Barbara (Pezalla) Powell ’72

29 May 2002

Class: 1972

Major: English

Deceased: May 21, 2002

Alumni survivors: Mr. David Powell ’72 W72 (Widow/Widower)

One day last May, Barbara Powell told her friend Carolyn Stevenson that whatever the results of her cancer checkup, she’d be playing at their band’s show at the Memorial Cup.

“No matter what they say, I’m going to play the gig,” she told Stevenson. “If it’s bad news, then I’ll need to play. And if it’s bad news, I’ll need to be there, having fun.” It was bad news. She played anyway.

And the months that followed provided an inspiring example of dignity and courage in the face of cancer, Stevenson said of her friend, who died Tuesday.

Powell, a U of R English teacher – and since 1999 its associate dean of arts – was 51.

“It sort of sounds cliché,” said dean of arts Murray Knuttila. “But she really was someone with a love of life.”

Knuttila said Powell was “a feminist in the positive sense of the word,” driven by a need to end the unequal treatment of women and also possessed of a love of teaching, of books and of knowledge.

That was significant because she believed that “education was the route to righting the wrongs of the world.”
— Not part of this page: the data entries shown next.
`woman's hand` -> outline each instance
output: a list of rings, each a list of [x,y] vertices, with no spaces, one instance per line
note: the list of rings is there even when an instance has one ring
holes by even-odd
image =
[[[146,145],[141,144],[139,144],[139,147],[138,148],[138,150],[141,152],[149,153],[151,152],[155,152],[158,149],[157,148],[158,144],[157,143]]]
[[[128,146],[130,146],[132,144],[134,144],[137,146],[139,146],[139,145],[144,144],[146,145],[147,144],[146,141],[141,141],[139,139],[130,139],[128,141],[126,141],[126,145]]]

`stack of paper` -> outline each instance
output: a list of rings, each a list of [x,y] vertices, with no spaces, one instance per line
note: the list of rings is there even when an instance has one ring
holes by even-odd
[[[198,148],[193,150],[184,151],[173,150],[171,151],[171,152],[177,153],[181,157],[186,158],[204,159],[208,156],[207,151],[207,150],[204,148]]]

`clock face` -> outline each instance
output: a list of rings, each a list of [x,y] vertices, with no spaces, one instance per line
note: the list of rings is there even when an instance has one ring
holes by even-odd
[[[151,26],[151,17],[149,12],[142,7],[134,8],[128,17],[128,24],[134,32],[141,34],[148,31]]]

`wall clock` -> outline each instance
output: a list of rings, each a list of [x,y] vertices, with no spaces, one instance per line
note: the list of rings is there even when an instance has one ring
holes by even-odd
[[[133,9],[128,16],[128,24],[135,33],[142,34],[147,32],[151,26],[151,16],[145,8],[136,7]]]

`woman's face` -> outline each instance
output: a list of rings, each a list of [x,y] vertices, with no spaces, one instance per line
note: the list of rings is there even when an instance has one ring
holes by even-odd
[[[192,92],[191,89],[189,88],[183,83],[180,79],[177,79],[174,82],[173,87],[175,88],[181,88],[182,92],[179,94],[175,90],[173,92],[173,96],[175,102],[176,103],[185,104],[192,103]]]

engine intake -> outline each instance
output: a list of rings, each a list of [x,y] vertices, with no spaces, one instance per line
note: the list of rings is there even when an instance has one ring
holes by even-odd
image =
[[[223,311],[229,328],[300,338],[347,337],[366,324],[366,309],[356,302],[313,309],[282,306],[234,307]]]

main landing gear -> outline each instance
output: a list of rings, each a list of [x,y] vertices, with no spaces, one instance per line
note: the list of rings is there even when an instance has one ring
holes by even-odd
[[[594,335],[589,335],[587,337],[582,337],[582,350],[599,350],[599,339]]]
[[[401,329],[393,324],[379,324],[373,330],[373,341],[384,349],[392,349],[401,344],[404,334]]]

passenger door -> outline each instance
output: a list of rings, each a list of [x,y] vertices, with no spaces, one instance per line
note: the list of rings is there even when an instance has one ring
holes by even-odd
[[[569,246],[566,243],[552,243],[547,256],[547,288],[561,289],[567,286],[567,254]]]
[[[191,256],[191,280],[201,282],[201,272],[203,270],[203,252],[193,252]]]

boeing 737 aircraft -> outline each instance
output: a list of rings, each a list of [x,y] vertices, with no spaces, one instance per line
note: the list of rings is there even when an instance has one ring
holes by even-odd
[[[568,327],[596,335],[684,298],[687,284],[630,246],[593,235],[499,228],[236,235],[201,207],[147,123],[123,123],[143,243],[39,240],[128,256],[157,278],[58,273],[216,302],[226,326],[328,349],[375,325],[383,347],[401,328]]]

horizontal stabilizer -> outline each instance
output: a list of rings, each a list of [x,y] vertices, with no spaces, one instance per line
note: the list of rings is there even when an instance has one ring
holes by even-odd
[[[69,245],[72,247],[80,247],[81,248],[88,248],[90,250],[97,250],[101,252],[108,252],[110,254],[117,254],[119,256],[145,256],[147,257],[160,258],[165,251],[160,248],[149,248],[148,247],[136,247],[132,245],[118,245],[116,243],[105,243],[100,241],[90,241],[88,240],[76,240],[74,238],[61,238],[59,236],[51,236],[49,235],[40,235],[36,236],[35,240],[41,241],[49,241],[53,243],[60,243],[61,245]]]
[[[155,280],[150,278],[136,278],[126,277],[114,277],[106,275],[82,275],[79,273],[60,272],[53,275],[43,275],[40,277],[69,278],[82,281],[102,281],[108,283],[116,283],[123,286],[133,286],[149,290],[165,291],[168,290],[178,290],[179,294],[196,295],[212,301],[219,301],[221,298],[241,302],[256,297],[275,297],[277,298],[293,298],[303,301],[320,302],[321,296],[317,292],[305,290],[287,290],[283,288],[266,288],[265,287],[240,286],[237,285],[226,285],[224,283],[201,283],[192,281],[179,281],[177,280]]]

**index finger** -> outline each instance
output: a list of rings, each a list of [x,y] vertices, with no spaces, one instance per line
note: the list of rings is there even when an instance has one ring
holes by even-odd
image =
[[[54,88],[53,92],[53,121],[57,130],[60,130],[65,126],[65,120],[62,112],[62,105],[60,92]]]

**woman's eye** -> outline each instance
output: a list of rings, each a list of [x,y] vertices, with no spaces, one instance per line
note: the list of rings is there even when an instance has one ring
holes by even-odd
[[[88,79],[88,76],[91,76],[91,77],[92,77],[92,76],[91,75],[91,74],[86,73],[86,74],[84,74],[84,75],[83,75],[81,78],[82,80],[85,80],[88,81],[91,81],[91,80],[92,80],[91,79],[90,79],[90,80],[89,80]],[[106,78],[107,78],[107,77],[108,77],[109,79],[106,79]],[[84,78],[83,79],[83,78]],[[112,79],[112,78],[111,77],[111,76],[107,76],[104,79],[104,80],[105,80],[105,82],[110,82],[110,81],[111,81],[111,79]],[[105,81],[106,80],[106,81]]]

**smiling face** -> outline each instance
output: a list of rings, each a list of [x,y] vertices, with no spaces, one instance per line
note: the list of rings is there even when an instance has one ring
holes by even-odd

Powell was born in Fargo, ND, and raised in adjacent Moorhead, MN. She earned a BA in English at Minnesota’s Carleton College (where she met her future husband, David), then an MA and PhD at York University.
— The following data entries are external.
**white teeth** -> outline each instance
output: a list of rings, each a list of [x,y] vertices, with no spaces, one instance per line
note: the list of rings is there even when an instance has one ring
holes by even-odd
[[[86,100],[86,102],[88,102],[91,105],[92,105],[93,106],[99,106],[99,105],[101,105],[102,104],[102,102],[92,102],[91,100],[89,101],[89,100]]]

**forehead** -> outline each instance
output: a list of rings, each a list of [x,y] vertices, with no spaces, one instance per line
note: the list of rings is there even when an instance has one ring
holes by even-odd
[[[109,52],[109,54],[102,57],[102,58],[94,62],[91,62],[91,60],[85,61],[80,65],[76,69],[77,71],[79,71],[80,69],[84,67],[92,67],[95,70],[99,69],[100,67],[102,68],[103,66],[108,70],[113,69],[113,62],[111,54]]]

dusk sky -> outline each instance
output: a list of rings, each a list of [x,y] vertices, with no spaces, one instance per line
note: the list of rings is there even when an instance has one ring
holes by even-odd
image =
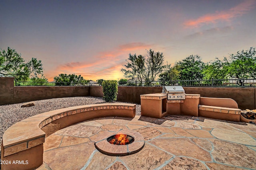
[[[0,49],[42,61],[44,76],[119,80],[130,53],[173,64],[256,47],[256,0],[0,0]]]

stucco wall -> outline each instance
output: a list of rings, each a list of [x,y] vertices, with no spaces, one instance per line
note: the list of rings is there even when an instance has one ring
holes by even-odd
[[[14,79],[11,77],[0,77],[0,105],[90,96],[89,86],[14,87]]]
[[[0,77],[0,105],[14,103],[14,79]]]
[[[256,108],[256,88],[184,87],[187,94],[202,97],[230,98],[244,109]],[[161,87],[119,86],[117,99],[121,102],[140,103],[141,94],[159,93]],[[14,78],[0,77],[0,105],[33,100],[74,96],[102,97],[102,86],[14,87]]]

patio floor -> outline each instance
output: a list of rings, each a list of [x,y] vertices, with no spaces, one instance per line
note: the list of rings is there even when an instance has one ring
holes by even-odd
[[[140,133],[143,149],[124,156],[95,149],[94,141],[121,129]],[[256,169],[256,125],[183,115],[103,117],[56,132],[44,149],[38,170]]]

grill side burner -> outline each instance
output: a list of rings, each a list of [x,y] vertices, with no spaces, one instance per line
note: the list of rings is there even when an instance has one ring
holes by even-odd
[[[167,94],[168,100],[181,100],[185,99],[185,90],[181,86],[163,86],[162,92]]]

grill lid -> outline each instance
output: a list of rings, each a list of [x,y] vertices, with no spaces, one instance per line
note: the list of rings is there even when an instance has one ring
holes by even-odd
[[[163,90],[166,93],[184,93],[185,90],[181,86],[163,86]]]

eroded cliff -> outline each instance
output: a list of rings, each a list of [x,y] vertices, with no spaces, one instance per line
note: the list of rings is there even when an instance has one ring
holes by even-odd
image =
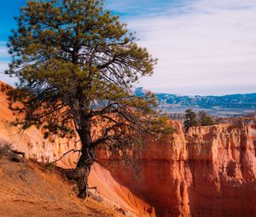
[[[20,134],[6,124],[15,118],[0,93],[0,143],[10,142],[39,162],[52,162],[79,148],[78,140],[44,140],[32,128]],[[177,130],[165,140],[146,138],[139,154],[139,175],[122,165],[96,164],[90,183],[102,195],[137,216],[256,216],[256,125],[226,123]],[[96,133],[96,130],[95,131]],[[59,165],[73,167],[77,155]],[[99,156],[106,160],[103,156]]]

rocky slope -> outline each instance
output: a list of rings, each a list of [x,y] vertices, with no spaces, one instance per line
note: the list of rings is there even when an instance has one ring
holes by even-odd
[[[0,100],[0,119],[11,120],[3,93]],[[256,124],[192,128],[186,135],[178,123],[173,124],[172,137],[146,138],[139,175],[122,165],[108,170],[96,164],[90,184],[134,216],[256,216]],[[20,136],[16,128],[0,124],[0,142],[9,141],[38,161],[59,158],[76,140],[44,140],[36,128]],[[76,158],[65,157],[60,166],[72,167]]]
[[[0,158],[0,216],[122,217],[102,198],[79,199],[58,168]]]
[[[256,216],[256,125],[180,126],[172,140],[148,141],[141,185],[114,177],[147,199],[157,216]]]

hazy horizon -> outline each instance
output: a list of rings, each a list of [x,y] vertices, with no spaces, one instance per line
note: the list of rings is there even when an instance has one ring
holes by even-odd
[[[0,71],[14,15],[25,0],[2,3]],[[153,92],[224,95],[256,92],[256,2],[253,0],[107,0],[137,42],[160,59],[153,77],[141,80]],[[3,75],[0,80],[14,83]]]

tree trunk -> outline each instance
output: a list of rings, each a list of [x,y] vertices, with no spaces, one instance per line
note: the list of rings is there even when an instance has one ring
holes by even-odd
[[[91,137],[89,121],[84,123],[82,128],[79,130],[79,134],[82,143],[82,152],[76,168],[79,174],[77,185],[79,193],[78,197],[84,199],[88,197],[88,177],[90,172],[90,167],[95,161],[94,151],[90,149]]]

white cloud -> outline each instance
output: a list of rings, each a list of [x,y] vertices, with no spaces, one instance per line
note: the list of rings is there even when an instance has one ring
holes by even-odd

They cam in 1984 to Regina, where she taught in the English department, receiving an “Inspiring teaching award.”

“In her life as a professor, she empowered her students by showing them the crucial connections between the world of ideas and the world outside the academy, and the way in which those ideas could be used to changed the world,” wrote Prof. Kathleen Wall, who remembers her friend as witty, a good listener and “wise” in raising her children.

Powell was also the coordinator of women’s studies, and subsequently associate dean of arts, and was a fiddler in the local bands Celtic Clutter and Outlanders. But Stevenson remember her even more for the courage and class with which she faced cancer.

Powell is survived by her husband, three children, her parents, Steve and Betty Pezalla of Moorhead, three brothers, and one sister.